Bir kısım davalılar T4 T5 ve T3 vekilinin dosyaya sunmuş olduğu 31/03/2022 tarihli istinafa cevap dilekçesinde özetle; "davacı yan davalılar tarafından taşınmaz payına el atıldığından bahisle el atmanın önlenmesi ve ecrimisil talebinde bulunulmuş olup işbu dava mahkeme tarafından usul ve yasaya uygun olarak reddedilmiştir. Ancak yargılama konusu olayda ise yukarıda bahsi geçtiği üzere el atmanın önlenmesi davasının açılabilmesi ve ecrimisil talep edilebilmesi için gerekli şartlar oluşmamış olup bu durum 07.04.2021 tarihinde mahallinde yapılan keşifle de bizzat gözler önüne serilmiştir....
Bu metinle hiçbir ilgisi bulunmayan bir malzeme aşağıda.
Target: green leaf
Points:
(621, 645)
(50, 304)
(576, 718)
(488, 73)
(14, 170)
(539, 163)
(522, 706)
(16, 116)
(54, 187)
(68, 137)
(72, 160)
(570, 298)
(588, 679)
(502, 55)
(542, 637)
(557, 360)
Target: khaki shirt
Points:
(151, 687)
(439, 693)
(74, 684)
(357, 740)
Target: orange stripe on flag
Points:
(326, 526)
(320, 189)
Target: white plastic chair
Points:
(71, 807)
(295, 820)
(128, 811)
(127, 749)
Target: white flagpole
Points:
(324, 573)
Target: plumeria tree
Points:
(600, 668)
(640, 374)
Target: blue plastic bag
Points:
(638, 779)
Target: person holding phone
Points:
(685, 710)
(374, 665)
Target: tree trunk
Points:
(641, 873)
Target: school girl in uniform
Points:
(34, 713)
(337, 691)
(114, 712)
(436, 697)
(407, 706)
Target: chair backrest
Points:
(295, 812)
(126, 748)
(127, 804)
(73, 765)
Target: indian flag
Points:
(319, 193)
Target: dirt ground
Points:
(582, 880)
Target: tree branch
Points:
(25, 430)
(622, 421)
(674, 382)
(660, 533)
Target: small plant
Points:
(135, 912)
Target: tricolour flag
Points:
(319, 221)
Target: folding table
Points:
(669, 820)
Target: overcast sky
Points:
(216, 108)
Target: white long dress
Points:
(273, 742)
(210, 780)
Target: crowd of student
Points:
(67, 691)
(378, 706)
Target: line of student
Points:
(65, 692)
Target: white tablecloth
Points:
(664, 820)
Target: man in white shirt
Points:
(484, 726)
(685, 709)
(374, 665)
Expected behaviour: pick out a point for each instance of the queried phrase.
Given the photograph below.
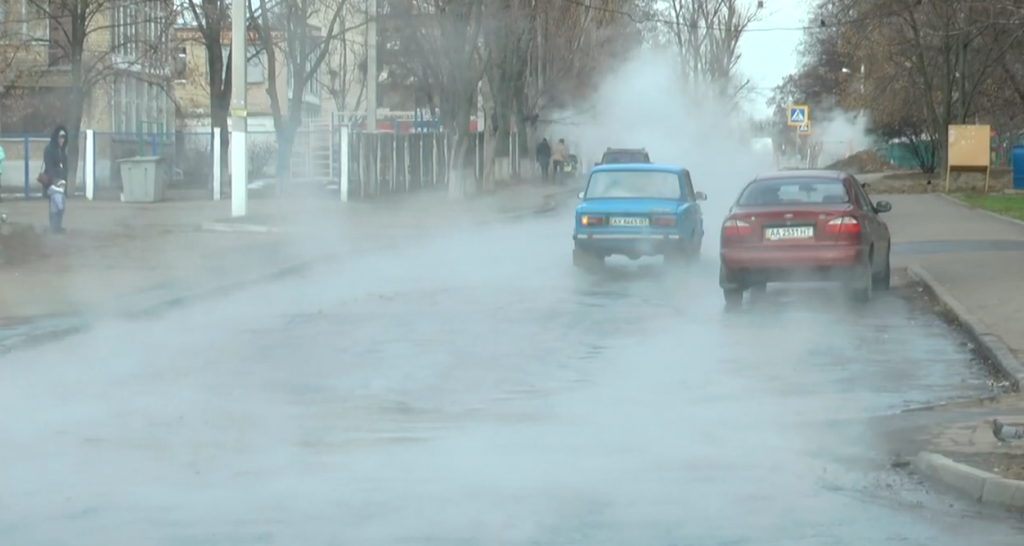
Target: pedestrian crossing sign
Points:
(798, 116)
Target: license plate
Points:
(629, 221)
(780, 234)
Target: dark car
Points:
(804, 225)
(616, 156)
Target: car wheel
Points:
(733, 297)
(884, 280)
(861, 287)
(586, 260)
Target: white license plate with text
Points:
(782, 234)
(629, 221)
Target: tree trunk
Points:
(488, 182)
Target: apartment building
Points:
(126, 55)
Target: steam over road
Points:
(480, 390)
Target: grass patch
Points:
(1006, 205)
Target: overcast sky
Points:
(769, 55)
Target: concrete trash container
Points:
(143, 179)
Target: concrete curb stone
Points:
(983, 487)
(991, 346)
(549, 204)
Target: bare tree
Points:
(95, 40)
(344, 74)
(295, 46)
(706, 35)
(212, 21)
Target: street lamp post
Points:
(239, 126)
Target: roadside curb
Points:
(550, 203)
(983, 211)
(983, 487)
(239, 227)
(990, 345)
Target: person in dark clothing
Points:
(544, 158)
(55, 172)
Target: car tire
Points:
(861, 289)
(884, 280)
(733, 297)
(586, 260)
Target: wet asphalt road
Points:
(480, 390)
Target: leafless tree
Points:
(94, 40)
(707, 35)
(295, 48)
(212, 22)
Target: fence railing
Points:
(360, 165)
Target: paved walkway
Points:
(979, 259)
(116, 252)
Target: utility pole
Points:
(240, 183)
(372, 66)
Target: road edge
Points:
(549, 203)
(980, 486)
(990, 345)
(983, 211)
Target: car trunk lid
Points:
(792, 225)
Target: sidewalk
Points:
(978, 258)
(974, 264)
(116, 255)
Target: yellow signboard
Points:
(969, 149)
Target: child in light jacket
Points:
(57, 197)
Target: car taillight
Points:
(844, 225)
(735, 228)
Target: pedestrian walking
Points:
(55, 171)
(58, 197)
(544, 158)
(558, 156)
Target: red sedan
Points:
(804, 225)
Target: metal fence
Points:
(376, 163)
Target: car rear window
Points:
(616, 184)
(625, 157)
(795, 192)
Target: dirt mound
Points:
(861, 162)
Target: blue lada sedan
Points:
(637, 210)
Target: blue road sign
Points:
(798, 116)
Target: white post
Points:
(90, 164)
(240, 184)
(372, 75)
(343, 160)
(216, 164)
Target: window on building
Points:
(254, 64)
(126, 30)
(24, 21)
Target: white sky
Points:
(770, 55)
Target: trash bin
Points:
(143, 179)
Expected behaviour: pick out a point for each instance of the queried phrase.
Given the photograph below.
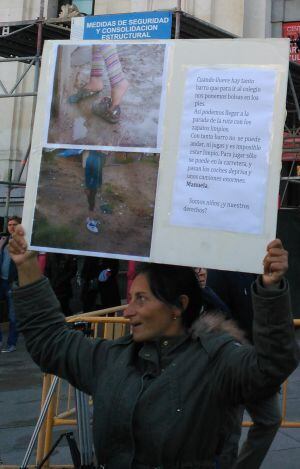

El atmanın önlenmesi davası açabilmek için dikkat edilmesi gereken bazı hususlar vardır. Bu dava bir eda davası olup taşınmaza haklı bir sebep olmadan kişi el atmış ya da tecavüz etmiş olmalıdır. Davacı olan mutlaka malın maliki ya da zilyeti konumunda olmalı, ayrıca karar tarihine kadar el atmanın devam ediyor olması gerekir, dava tarihinden önce haksız el atma sonlandırılmış ise davanın reddine, dava açıldıktan sonra sonlandırılmış ise davanın konusuz kalması nedeni ile karar verilmesine yer olmadığına karar verilir....
Asıl dava, muhtesat aidiyetinin tespiti, birleşen dava ise; paydaşlar arasında el atmanın önlenmesi- eski hale iade istemine ilişkindir....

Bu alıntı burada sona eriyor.